Guide to Cornwall Holidays UK

At the tip of the British Isles and home to Lands End, the UK’s most southerly point, Cornwall has a lot to offer for a family holiday.

The northern half of the county is said to be savagely beautiful compared to the more sheltered and flatter southern half; both halves playing an important role in both past and present local prosperity. Travelling across the county you will see abandoned chimney stacks and engine houses that mark its industrial past. Before the industry fell into decline in the 1870s, Cornwall was producing around two thirds of the world’s total output of tin and copper.

The Cornish Pasty, derived from the all-encompassing meal that wives prepared their miner husbands each day, that included their main course and pudding within one pastry shell that had a thick wedge along one side to allow miners to eat it without getting their dirty hands on their food.

The many Fishing villages dotted along the coast mark this county’s love of seafood, epitomised by the fishing port of Padstow, which was in turn made famous by Rick Stein, who opened his restaurant here in the 1970s.

Between the Cornish cliffs, amongst the many bays that line the rugged coastline are some of the UK’s best surf beaches. Newquay possibly the most famous of surf resort of them all is a very popular year-round resort for many. Its beaches at Fistral, Holywell Bay and Perran hosting a number of surfing competitions. For non-surfing families try Towan, Tolcarne and Lusty Glaze beaches. I Spy Camping has a number of family holiday parks in Newquay for you to choose from.

Here are our Top 7 places to visit in Cornwall:

  • 1. Padstow
  • 2. Boscastle
  • 3. Eden Project
  • 4. Lanhydrock
  • 5. Penzance & St Michael’s Mount
  • 6. The Lost Gardens of Heligan
  • 7. Porthcurno & the Minack Theatre

Others places to explore in North Cornwall include Tintagel Castle, Port Isaac and Bedruthan Steps. And especially for children, you have Blue Reef Aquarium and the Zoo both close to Newquay.

Southern Cornwall

The southern half of Cornwall is just as rich in interest as the north, but here the coastline is peppered with secluded settlements and river estuaries. Here the Eden Project is the major attraction, pulling in thousands of visitors every year.

The Lost Gardens of Heligan offers you an alternative (or accompaniment) to the domed high-tech garden. Lost for over 70 years and neglected for even longer, the gardens dating back to Victorian times have been salvaged to appeal to both kids and adults alike. The attraction open year-round holds, amongst other sections, Italian gardens, a productive kitchen garden and a sub-tropical garden.

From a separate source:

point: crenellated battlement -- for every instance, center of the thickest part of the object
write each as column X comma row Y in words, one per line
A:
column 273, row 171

Thinking of taking your bikes? Try our cycle route from Portheath to Truro The route begins from Portheath harbour and ends in Truro, Cornwall’s capital, some 17 miles later. The cycle route includes steep hills, so if you have children, you may want to take your time and walk up them.

The path is mainly on gravel, so make sure you have the right tyres fitted. The route from coast to coast is well signposted and mostly goes along the old railway lines. Beginning at Tramway Road, follow the path and the signposts carefully through the Cornish countryside, you will pass near Redruth, St Day and on to the Carnon Downs, then to Devoran and then on to tackle the steep hills before entering Truro.

To complete our bitesize guide to Cornwall, we have put together a day’s driving route to explore western Cornwall. Starting from Truro, head towards St Ives via Redruth and Portreath, the coast road to St Ives has spectacular views across to the sea. A blue sea and the golden sandy beaches of St Ives awaits you. From here continue along the coast road to St Just and on to Lands End and the beautifully positioned outdoor Minack Theatre.

Head north to Penzance and views across to St Michael’s Mount, before heading east to Porthleven, and towards Lizard Point, a great stopping point for the afternoon to get fresh sea air and great views of a deep turquoise sea crashing against the rocks. The journey ends a little further north at Pendennis Castle near Falmouth.